Liberty Lake Bikers Clean Up Their Act Commissioners Allow Motorcyclists To Stay After They Spruce Up Park
The pop-pop-pop of off-road motorcycles will continue at Liberty Lake and soon may be joined by the roar of big rigs.
Motorcyclists who helped clean up the county’s off-road vehicle park in recent months have earned the right to continue riding there, county commissioners decided Tuesday.
“You met the challenge,” Commissioner Phil Harris told about 50 riders who rallied to keep the park open.
“I was skeptical,” said Commissioner Kate McCaslin.
Responding to neighbors’ complaints about trespassing, erosion, litter and vandalism, commissioners in April closed the park to four-wheel-drive vehicles. They didn’t ban motorcycles but said they would if riders didn’t clean up the park - and their acts - by March 1998.

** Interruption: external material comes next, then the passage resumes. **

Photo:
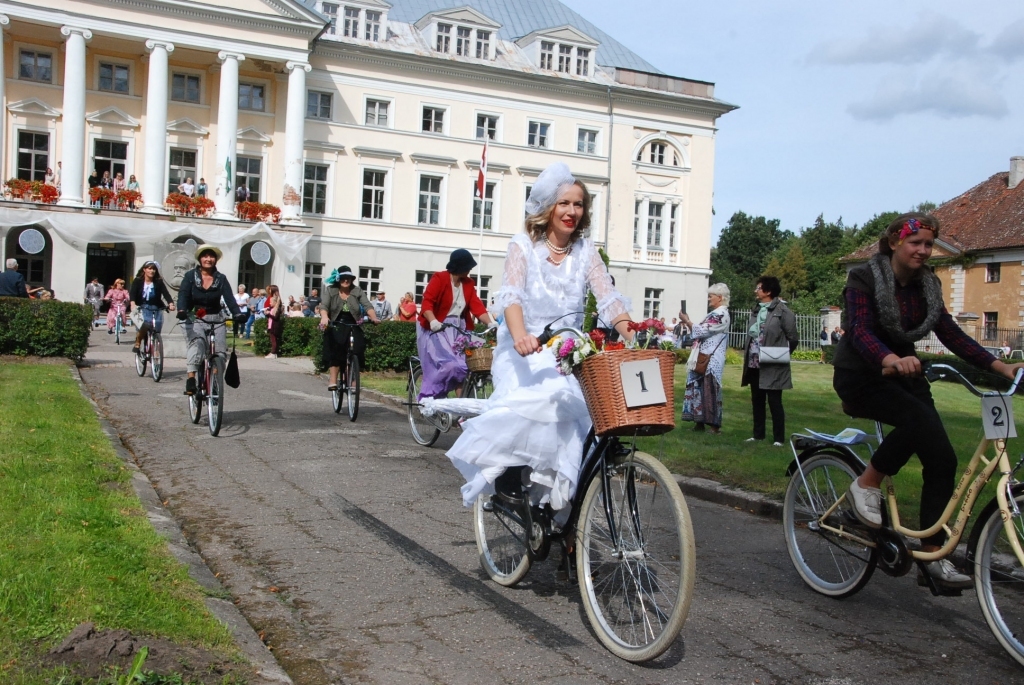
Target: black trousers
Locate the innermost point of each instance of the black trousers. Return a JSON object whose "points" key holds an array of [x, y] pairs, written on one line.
{"points": [[774, 399], [906, 404]]}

Tuesday’s hearing was supposed to be an update on that progress. Commissioners had vowed to close the park if the report wasn’t good.
It was.
County parks director Wyn Birkenthal said riders from several clubs helped build trails to discourage renegade riders from going outside the park. The work crews fixed fences, planted grass on denuded slopes, hauled trash and barricaded trails that were especially erosion-prone.
It wasn’t entirely a volunteer effort. The county spent about $10,000 building ponds to hold runoff and on other work, Birkenthal said.
Commissioners were so impressed they canceled the March meeting.
They also told Birkenthal to meet with four-wheel-drive clubs to find ways to bring Jeeps and similar vehicles back into the park without hurting the land.
In the past, some drivers have turned marshes into mud bogs, Birkenthal said. Under the commissioners’ mandate, he and the clubs will have to find a way to prevent that damage.
The off-road riding area is part of the 2,900-acre Liberty Lake County Park, which was purchased in 1966 with federal money for conservation projects. In the mid-1980s, the state used money from the gas tax and the sale of off-road vehicle stickers to increase the riding area from 300 to 350 acres.
Park neighbor Darrell Hilgers testified Tuesday that “there’s been no change up there” since commissioners issued their cleanit-or-lose-it edict. Erosion, vandalism, trespassing and dangerous riding still persist, he said.
“The park itself is too small. Most of them use it for a parking lot” so they can ride illegally on neighboring private land, said Hilgers.
Hilgers urged commissioners to close the park unless they can hire a ranger to patrol it. But he was the lone dissident.
Riders said they’ve lost so many good riding areas that they can’t afford to lose any more - especially one as convenient to Spokane as the Liberty Lake park.
Several speakers from North Idaho said they can’t find such good riding in their own state. The thousands of miles of logging roads in Idaho forests aren’t rugged enough, said a rider from the Silver Valley.
“You could take your car or your wife’s Grand Cherokee” on logging roads, he said.
Another Idahoan said people who complain about things like motorcycle noise and the smoke from grass fields are mostly transplants.
“They’d do well to go back to where they come from,” he said to applause.